I suppose it’s not surprising that a man of such extreme idiosyncrasy could not be contained by a single institution such as a church or political party; and this inability to fit inside any accepted thinking (no rules strict enough for him) extends to Blake’s opinions on art, which were so black and white that only his own work seemed to live up to it. Art was for the moral education of the people, for passing on the lessons of the Bible, an artwork must have exceptional skill, drama, rigorous technique; its moral rigour to be equalled with its technical virtuosity. Medieval and Renaissance art was pure, uncorrupted, with Michelangelo and Leonardo da Vinci as examples of perfection; intricate drawing was the ultimate artistic achievement. Blake applied his religious fervour to his artistic practice, creating a strict dogma that he spent his life aspiring to achieve. The purity of drawing was like a path to redemption.

I must create a system, or be enslav’d by another man’s. I will not reason and compare: my business is to create.

William Blake, Jerusalem, 1827

Magic is ever-present. Recurring images of drowning, burning, chains, seas and fires and voids, represent trials to be surmounted, chains to be broken, redemption, transcendence from heaven to hell. There is a warmth, empathy, tensions between strength and weakness in the acceptance of the hardships of struggle for purity and freedom. These images have literal association with anti-slavery campaigns, women’s suffrage movements, political rights that interested Blake, but I think the fundamental struggle that constantly crops up in his work comes from a personal frustration with the chaos of the real world, and his constant struggle with himself to better humanity, create purity and moral balance in society through his visions.

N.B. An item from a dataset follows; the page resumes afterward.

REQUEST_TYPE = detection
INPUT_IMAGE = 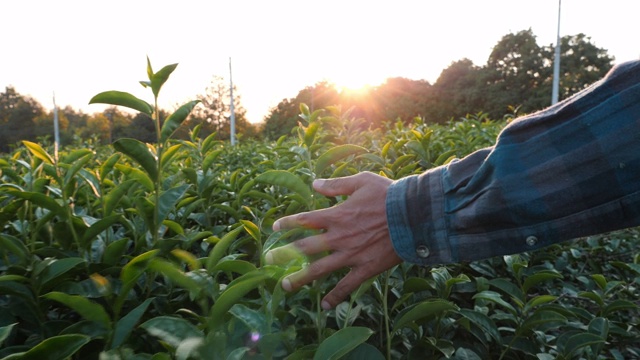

Blake’s choice of ‘illuminated books’ to best show his artwork is a medieval reference that he pairs with innovative new technology that he invented himself, and the processes of which remain mysterious. This juxtaposition of new, pioneering technology for ancient references shows both Blake’s depth of conviction that he uses such an established, traditional, religious format, and his restless dissatisfaction with traditional medias, structures, artistic conventions. He was looking for a framework for his philosophy that was serious and complex enough to demand respect in the viewer but also had possibilities of liberation, change, and renewal.